Stand: EL 38 – ET: 01/2023

Unter der früheren Rechtslage war nach § 291 Abs. 3 AktG (a. F.) nur der abzuführende Gewinn von der Kap.-Bindung freigestellt. Da die Gewinnabführung nur durch die §§ 300ff. AktG, insbesondere das Gebot, zunächst einen Verlustvortrag zu decken, und durch das Verbot, gesetzliche Rücklagen anzutasten, begrenzt wird (nominale Substanzerhaltung), und die bei Beginn des UN-Vertrags vorhandenen stillen Reserven nicht geschützt werden, war es schon nach früherer Ansicht zulässig, solche Reserven aufzulösen und die außergewöhnlichen Erträge zur Erhöhung des abgeführten Gewinns zu verwenden (vgl. OLG Düsseldorf, Beschluß vom 07.06.1990, 19 W 13/86, AG 1990, S. 493; Müller, in: FS Kropff (1997), S. 517 (520)). Da es nach der neuen Rechtslage auf den Vertragsbezug ohnehin nicht mehr ankommt, sind nun sämtliche Leistungen der abhängigen Gesellschaft, d. h. jedweder Vermögenstransfer an das herrschende UN, im Grundsatz vom Konzernprivileg umfasst (vgl.

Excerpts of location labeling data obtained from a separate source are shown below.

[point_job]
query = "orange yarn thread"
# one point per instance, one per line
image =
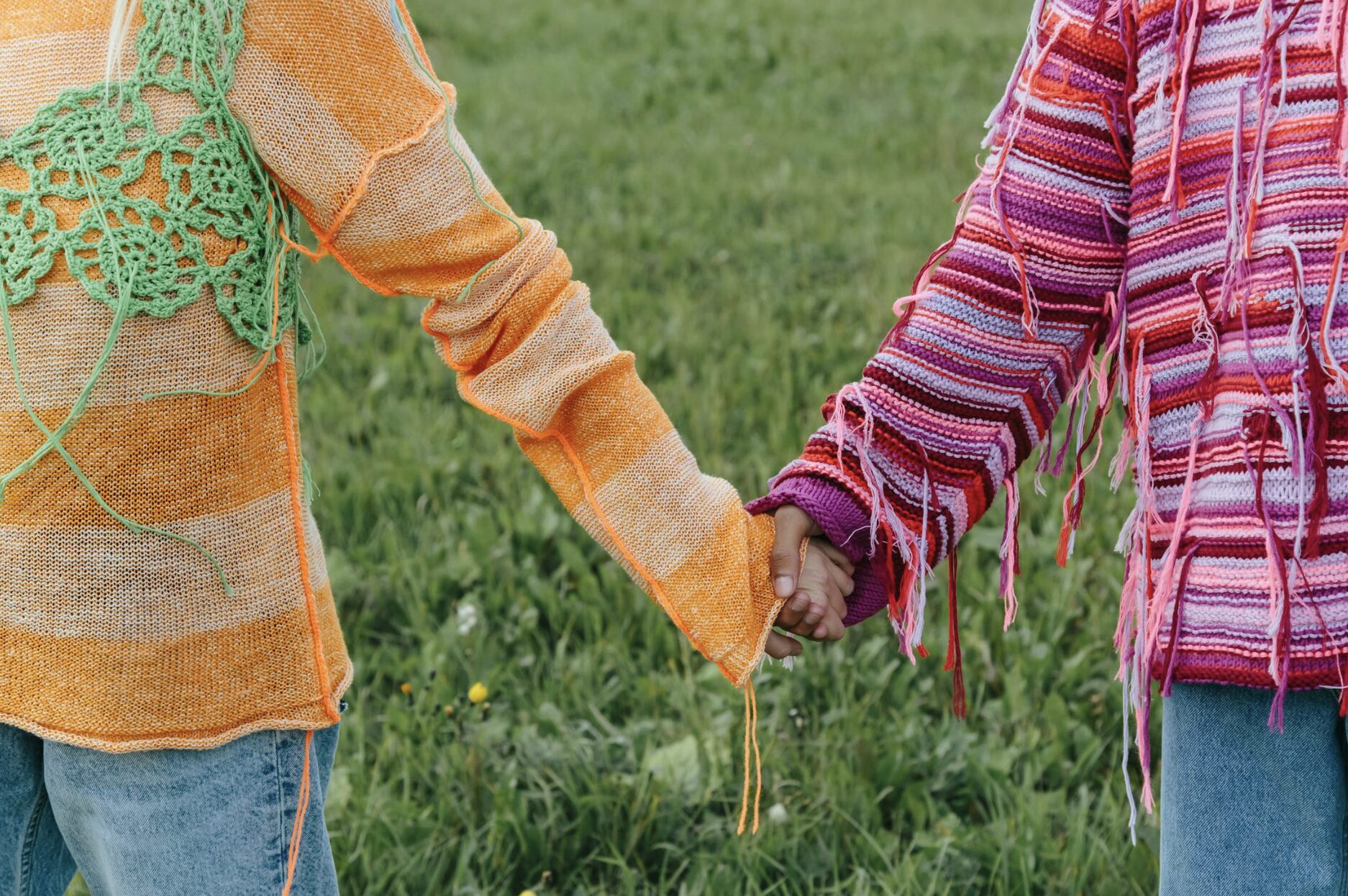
(297, 831)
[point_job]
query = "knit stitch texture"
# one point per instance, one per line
(163, 578)
(1160, 224)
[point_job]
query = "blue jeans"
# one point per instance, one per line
(163, 822)
(1246, 810)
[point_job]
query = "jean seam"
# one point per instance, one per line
(1343, 815)
(281, 810)
(30, 841)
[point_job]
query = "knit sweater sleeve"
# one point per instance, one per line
(345, 112)
(999, 333)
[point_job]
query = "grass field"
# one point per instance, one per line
(746, 186)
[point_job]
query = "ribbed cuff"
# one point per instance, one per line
(847, 524)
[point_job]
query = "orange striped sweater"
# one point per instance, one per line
(163, 578)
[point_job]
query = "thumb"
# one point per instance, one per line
(793, 527)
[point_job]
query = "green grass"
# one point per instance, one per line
(746, 186)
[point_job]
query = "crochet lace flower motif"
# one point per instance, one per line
(170, 216)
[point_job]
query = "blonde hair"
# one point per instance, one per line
(123, 11)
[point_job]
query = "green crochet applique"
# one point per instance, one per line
(94, 143)
(217, 232)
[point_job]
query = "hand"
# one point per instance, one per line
(817, 590)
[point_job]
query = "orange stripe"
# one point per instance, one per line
(204, 685)
(299, 511)
(157, 461)
(353, 76)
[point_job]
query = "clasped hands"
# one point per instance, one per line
(816, 590)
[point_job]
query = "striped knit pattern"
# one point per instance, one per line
(1161, 223)
(123, 640)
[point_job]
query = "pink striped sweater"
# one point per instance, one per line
(1160, 225)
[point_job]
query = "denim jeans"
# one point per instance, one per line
(1246, 810)
(165, 822)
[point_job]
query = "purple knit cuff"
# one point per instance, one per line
(845, 523)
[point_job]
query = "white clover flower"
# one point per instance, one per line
(467, 618)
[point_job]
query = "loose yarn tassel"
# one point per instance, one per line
(750, 746)
(955, 658)
(297, 831)
(1010, 549)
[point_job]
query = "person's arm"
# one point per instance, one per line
(1001, 332)
(344, 111)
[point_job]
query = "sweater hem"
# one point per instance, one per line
(308, 717)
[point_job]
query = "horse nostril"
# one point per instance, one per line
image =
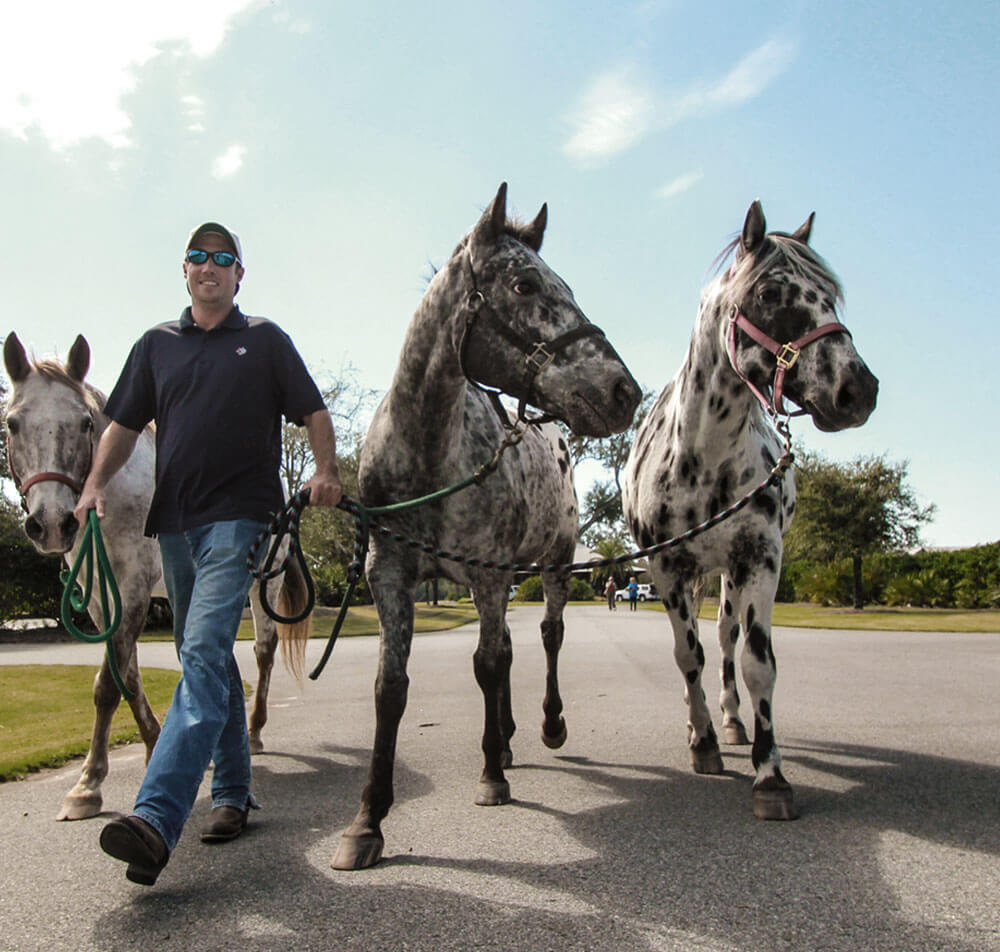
(626, 393)
(68, 528)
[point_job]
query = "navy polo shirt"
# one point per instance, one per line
(218, 398)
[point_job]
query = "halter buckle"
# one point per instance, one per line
(539, 358)
(787, 356)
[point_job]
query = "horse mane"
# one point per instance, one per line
(513, 228)
(52, 369)
(779, 249)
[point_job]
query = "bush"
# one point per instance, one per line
(31, 586)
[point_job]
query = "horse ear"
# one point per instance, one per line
(15, 359)
(754, 228)
(535, 232)
(491, 226)
(805, 229)
(78, 362)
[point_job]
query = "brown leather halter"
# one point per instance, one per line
(785, 354)
(22, 487)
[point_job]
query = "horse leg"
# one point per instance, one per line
(491, 663)
(362, 842)
(553, 723)
(265, 645)
(690, 657)
(507, 725)
(772, 794)
(733, 730)
(85, 799)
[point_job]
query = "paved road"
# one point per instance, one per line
(891, 740)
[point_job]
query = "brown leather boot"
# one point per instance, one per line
(224, 824)
(132, 840)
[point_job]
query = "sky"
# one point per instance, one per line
(351, 146)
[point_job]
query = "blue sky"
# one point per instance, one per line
(352, 145)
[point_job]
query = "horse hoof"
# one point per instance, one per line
(774, 800)
(81, 808)
(735, 734)
(358, 852)
(555, 741)
(492, 793)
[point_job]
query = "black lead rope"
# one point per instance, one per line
(287, 521)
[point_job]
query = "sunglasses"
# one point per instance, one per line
(223, 259)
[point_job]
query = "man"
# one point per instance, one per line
(217, 383)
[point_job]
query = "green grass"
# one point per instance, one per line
(872, 618)
(47, 713)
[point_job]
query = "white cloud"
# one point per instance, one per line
(613, 115)
(616, 111)
(65, 66)
(680, 184)
(229, 163)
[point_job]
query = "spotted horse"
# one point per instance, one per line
(54, 420)
(495, 316)
(766, 331)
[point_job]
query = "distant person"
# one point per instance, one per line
(217, 383)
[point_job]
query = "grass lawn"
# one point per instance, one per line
(47, 713)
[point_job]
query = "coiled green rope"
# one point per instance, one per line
(76, 598)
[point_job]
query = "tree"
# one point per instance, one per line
(601, 514)
(852, 510)
(327, 535)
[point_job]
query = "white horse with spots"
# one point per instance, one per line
(766, 330)
(495, 314)
(54, 421)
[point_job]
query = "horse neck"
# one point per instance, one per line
(713, 403)
(428, 390)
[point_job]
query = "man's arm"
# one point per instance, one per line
(324, 488)
(113, 451)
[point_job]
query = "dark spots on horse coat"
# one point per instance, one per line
(767, 504)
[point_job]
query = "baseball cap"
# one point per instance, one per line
(215, 228)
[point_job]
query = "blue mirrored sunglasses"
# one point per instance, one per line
(223, 259)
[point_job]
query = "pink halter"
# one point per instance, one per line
(786, 355)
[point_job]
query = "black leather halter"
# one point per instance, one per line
(538, 354)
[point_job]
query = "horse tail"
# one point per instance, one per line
(292, 599)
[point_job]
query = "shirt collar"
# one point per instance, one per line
(235, 320)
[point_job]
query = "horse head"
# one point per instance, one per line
(51, 422)
(783, 334)
(526, 336)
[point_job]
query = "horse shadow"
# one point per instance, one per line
(664, 860)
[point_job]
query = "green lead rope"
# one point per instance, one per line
(76, 598)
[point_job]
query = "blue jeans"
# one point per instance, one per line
(207, 581)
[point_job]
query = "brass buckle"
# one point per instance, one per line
(539, 358)
(787, 356)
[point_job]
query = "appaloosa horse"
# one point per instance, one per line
(54, 421)
(766, 330)
(494, 315)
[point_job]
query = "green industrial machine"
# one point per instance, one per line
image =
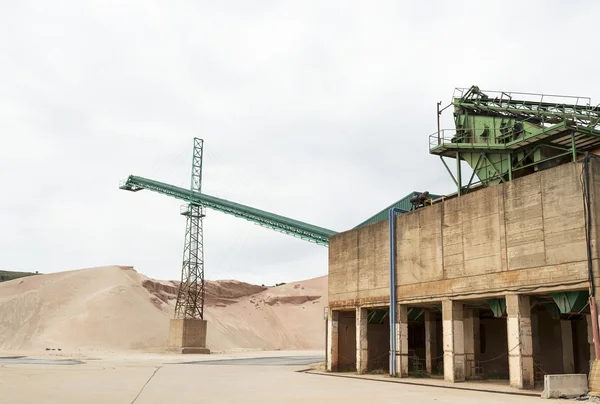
(503, 136)
(279, 223)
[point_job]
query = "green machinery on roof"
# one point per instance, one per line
(279, 223)
(405, 204)
(504, 135)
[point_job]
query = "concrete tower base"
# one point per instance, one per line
(188, 336)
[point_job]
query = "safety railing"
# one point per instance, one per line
(471, 137)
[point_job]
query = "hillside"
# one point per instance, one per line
(116, 308)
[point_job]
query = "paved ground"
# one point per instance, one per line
(239, 378)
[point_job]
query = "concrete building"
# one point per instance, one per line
(491, 284)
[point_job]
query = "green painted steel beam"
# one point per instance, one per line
(305, 231)
(571, 302)
(498, 306)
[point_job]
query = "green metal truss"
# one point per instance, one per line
(279, 223)
(503, 135)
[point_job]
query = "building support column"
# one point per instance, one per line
(454, 341)
(535, 337)
(362, 351)
(402, 340)
(566, 332)
(469, 333)
(332, 340)
(588, 319)
(520, 343)
(430, 341)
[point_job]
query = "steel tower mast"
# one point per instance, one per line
(190, 298)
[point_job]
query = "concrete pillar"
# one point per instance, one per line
(430, 341)
(454, 341)
(362, 351)
(469, 333)
(520, 343)
(566, 332)
(332, 340)
(535, 337)
(402, 341)
(476, 333)
(588, 319)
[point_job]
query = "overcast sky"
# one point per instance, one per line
(316, 110)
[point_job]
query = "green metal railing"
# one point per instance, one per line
(279, 223)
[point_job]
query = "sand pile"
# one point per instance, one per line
(115, 308)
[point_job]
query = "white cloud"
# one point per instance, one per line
(320, 111)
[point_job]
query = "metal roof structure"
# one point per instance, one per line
(403, 204)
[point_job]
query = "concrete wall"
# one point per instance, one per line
(347, 341)
(378, 336)
(525, 233)
(493, 347)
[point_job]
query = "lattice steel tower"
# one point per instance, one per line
(190, 298)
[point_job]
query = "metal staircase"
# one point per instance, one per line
(504, 135)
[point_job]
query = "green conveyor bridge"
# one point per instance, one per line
(279, 223)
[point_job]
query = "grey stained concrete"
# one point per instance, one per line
(250, 377)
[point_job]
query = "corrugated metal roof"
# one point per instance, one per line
(403, 204)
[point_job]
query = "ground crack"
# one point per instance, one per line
(145, 384)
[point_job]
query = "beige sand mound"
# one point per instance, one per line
(116, 308)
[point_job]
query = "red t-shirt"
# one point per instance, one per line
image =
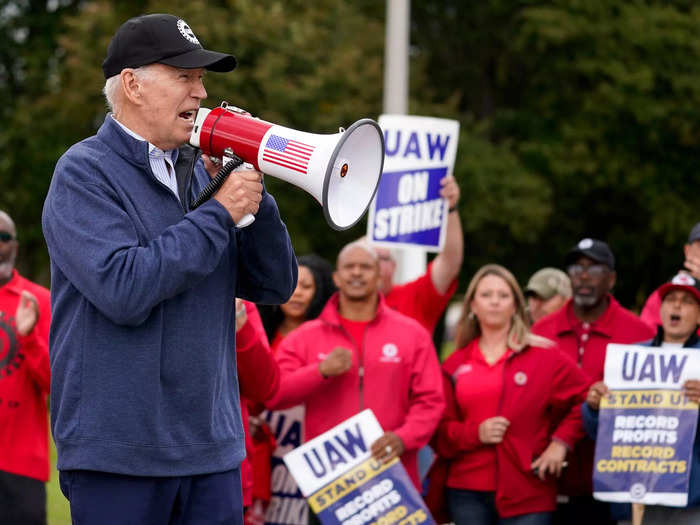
(420, 300)
(478, 387)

KonzernR (2022), § 291 AktG, Rn. 105; MünchKomm. AktG (2020), § 291, Rn. 229; Hüffer-AktG (2022), § 291, Rn. 36; BeckOGK-AktG (2022), § 291, Rn. 144).

 

Rn. 53

Stand: EL 38 – ET: 01/2023

Auch i. R.e. BHV sind Leistungen möglich, wenn sie auch nicht notwendiger Bestandteil des Vertrags sind. Aufgrund der durch den Vertrag eingeräumten Leitungsmacht des herrschenden UN können Leistungen gefordert werden und erfolgen. Die Forderung erfolgt durch Weisungen und muss sich i. R.d. vertraglichen Leitungsmacht nach § 308 AktG bewegen. Dementsprechend waren Leistungen des beherrschten an das herrschende UN aufgrund rechtswidriger Weisungen nach der früheren Fassung des § 291 Abs. 3 AktG (a. F.) nicht privilegiert (vgl. zur alten Rechtslage MünchKomm. AktG (2000), § 291, Rn. 228f.; KK-AktG (2004), § 291, Rn. 107). Nach Wegfall der Beschränkung der Leistungserbringung "auf Grund" eines BHV wird eine rechtmäßige Weisung des herrschenden UN nicht mehr als zwingende Privilegierungsvoraussetzung gesehen (vgl. Hüffer-AktG Komm. (2022), § 291, Rn. 36; KonzernR (2022), § 291 AktG, Rn. 105; a. A. MünchKomm. AktG (2020), § 291, Rn. 232f.).